Ho provato a mettermi alla prova resistendoti. Cercando altre iridi turchine in cui perdermi, altri bicipiti tatuati ai quali aggrapparmi quando esplodevi dentro di me, e così altri gemiti hanno accompagnato le mie discese nell’antro di un piacere sempre diverso. Eppure. Il sapore del tuo orgasmo nella mia bocca era sempre più dolce rispetto a quello degli altri, e avrei forse preferito non avere conosciuto quella lenta e speculare danza di mandibole che celava le nostre lingue duellanti. Sarebbe stato possibile, allora, proseguire il mio cammino e aprire ad altri la mia porta prescindendo da te, che con un bacio e due dita riuscivi sempre a farmi venire. Invece.
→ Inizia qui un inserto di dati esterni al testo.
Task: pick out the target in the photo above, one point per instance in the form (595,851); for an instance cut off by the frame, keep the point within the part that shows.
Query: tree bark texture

Per un tempo che trascende le coordinate cronologiche adottate a definirne il trascorrere, quel desiderio insabbiato anzitempo e deviato dalle contingenze mi ha abitata. Cercando, le nostre volontà nonostante, il modo di tornare a estrinsecarsi. Così, un giorno come tanti ha segnato il punto di non ritorno e il bisogno ha dominato le nostre intenzioni. Il bisogno, sì, che ha subordinato a sé la voglia. E quella parte del tuo corpo che amavo così tanto sentire conficcata nel mio ha ripreso possesso della mia carne bagnata e pulsante, e le mie gambe sulle tue spalle mentre ansimavi forte, pazzo di godimento e di me, andavano a confondersi con le lancette dell’orologio appeso alla parete retrostante, accanto alla foto dei tuoi bimbi.